Der Flughafen ist ein riesiges Schlafzimmer. Wo man geht und steht, außer in der Einkaufspassage, schlafen die Leute und das nicht nur auf den dafür vorgesehenen Stühlen. Die meisten schlafen auf dem Boden. In großen Gruppen aneinander gekuschelt mitten auf den Wegen oder versteckt hinter einer Reklametafel. Die meisten sehen nicht so aus, als hätten sie sich in Dubai einen Luxusurlaub gegönnt.

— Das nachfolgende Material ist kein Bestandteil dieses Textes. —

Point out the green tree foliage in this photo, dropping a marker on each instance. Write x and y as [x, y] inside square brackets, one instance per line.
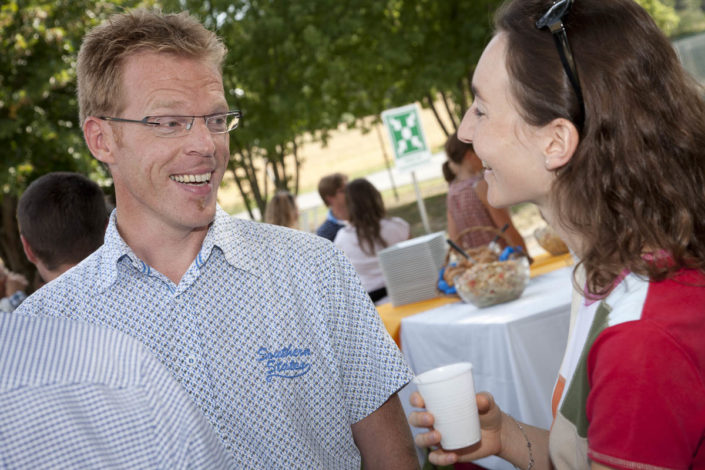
[39, 130]
[305, 67]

Viel wahrscheinlicher ist, dass sie zu der enormen Zahl Arbeitsmigranten gehören, die in den boomenden Vereinten Arabischen Emiraten eine Anstellung als Bauarbeiter oder ähnliches gefunden haben und die sich auf den Weg zurück in ihre Heimat machen. Die meisten Arbeitsmigranten stammen aus Indien, Pakistan, Bangladesch, sehr viele auch aus afrikanischen Staaten. Und: 3/4 der Bevölkerung der Vereinten Arabischen Emirate sind Ausländer.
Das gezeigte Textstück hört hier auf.